I bring up issues of privacy on topics many think I would unabashedly support,
such as police cameras. Who gets to see that footage, under what
circumstances? How long should tapes be retained, if they aren't needed for an
investigation?

I suppose I agree with your point, and decided to respond with how I take that
approach.

------
cryoshon
It's the old folks who don't get their information from the internet who are
okay with giving up their privacy for security. IMHO they're a lost cause
because the mainstream media's stranglehold on them is far too strong to ever
break.

Look at the 18-29 demographic in the poll-- neck and neck, and likely to be
heavily swayed toward sacrificing privacy by the most recent terrorist attacks
in Paris. There can be a real debate with these people, informed by what
Snowden brought out.

These are the people who grew up with the internet.
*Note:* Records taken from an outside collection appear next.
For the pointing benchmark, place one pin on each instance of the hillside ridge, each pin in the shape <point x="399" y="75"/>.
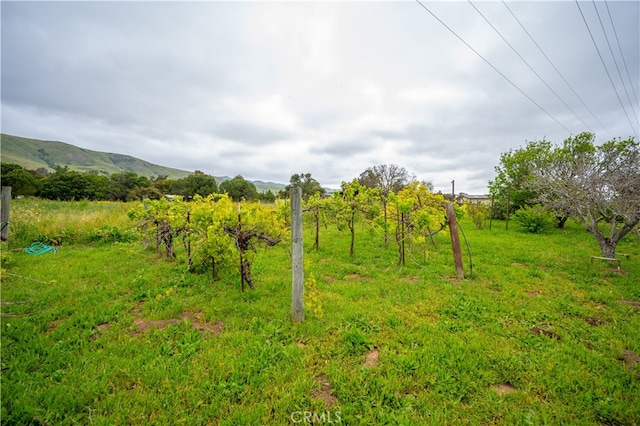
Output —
<point x="34" y="154"/>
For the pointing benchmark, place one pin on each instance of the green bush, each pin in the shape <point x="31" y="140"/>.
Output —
<point x="534" y="220"/>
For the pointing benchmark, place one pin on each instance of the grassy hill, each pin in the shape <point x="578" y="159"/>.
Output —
<point x="34" y="154"/>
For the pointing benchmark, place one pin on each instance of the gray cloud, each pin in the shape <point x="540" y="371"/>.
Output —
<point x="270" y="89"/>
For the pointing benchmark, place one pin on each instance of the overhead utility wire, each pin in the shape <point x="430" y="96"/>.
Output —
<point x="605" y="68"/>
<point x="633" y="89"/>
<point x="556" y="69"/>
<point x="633" y="110"/>
<point x="529" y="66"/>
<point x="616" y="63"/>
<point x="494" y="68"/>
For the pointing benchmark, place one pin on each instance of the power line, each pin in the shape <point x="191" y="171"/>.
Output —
<point x="605" y="67"/>
<point x="529" y="66"/>
<point x="615" y="62"/>
<point x="492" y="66"/>
<point x="633" y="90"/>
<point x="556" y="69"/>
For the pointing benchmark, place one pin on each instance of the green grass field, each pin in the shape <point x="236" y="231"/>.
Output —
<point x="104" y="332"/>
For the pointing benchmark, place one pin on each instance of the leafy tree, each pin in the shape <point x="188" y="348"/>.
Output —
<point x="97" y="186"/>
<point x="122" y="184"/>
<point x="510" y="188"/>
<point x="600" y="185"/>
<point x="196" y="183"/>
<point x="65" y="185"/>
<point x="21" y="181"/>
<point x="534" y="219"/>
<point x="478" y="212"/>
<point x="308" y="184"/>
<point x="267" y="197"/>
<point x="239" y="189"/>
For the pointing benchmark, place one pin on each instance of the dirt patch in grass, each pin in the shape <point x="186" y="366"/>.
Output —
<point x="99" y="329"/>
<point x="356" y="277"/>
<point x="634" y="303"/>
<point x="594" y="321"/>
<point x="631" y="360"/>
<point x="542" y="332"/>
<point x="204" y="327"/>
<point x="53" y="325"/>
<point x="503" y="389"/>
<point x="324" y="394"/>
<point x="372" y="359"/>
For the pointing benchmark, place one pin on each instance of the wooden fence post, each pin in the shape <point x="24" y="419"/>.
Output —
<point x="455" y="240"/>
<point x="4" y="213"/>
<point x="297" y="271"/>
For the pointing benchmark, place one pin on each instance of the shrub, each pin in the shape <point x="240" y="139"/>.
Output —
<point x="535" y="219"/>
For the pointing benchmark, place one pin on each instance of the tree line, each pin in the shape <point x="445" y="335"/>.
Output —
<point x="67" y="185"/>
<point x="597" y="185"/>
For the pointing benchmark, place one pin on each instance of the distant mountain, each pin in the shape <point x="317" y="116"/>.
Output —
<point x="34" y="154"/>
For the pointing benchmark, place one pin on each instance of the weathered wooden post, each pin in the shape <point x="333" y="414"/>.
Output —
<point x="455" y="240"/>
<point x="297" y="271"/>
<point x="4" y="212"/>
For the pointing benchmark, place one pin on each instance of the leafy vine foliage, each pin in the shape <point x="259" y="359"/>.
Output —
<point x="212" y="229"/>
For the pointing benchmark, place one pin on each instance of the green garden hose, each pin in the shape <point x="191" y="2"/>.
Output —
<point x="40" y="248"/>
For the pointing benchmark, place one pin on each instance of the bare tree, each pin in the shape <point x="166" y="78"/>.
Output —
<point x="599" y="185"/>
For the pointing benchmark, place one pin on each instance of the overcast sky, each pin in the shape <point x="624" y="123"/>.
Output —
<point x="269" y="89"/>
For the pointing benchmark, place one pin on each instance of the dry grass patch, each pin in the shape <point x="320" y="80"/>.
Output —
<point x="372" y="359"/>
<point x="141" y="325"/>
<point x="503" y="389"/>
<point x="324" y="394"/>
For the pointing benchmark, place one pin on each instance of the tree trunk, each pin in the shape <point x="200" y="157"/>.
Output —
<point x="560" y="221"/>
<point x="352" y="228"/>
<point x="608" y="248"/>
They're probably the most
likely to have heard of evil government dissent-squashing programs like
COINTELPRO and its modern successor, JTRIG. I am always beating this drum to
anyone who will listen (and unfortunately I am probably preaching to the choir
here), but here's a few thoughts on why trading privacy for security is a
terrible decision:

1\. Privacy "traded" for security is usually just taken by the government
using a flimsy excuse without any input from the public.

2\. This stolen privacy is never given back, even when the alleged threat
passes.

3\. The information gained from stolen privacy will be used for things other
than the alleged purpose-- the timely example here is the NSA's parallel
construction (legal system circumvention) used to make drug arrests.

4\. The information gained from stolen privacy will be used to crush
nonviolent dissenters (JTRIG, COINTELPRO, many other programs).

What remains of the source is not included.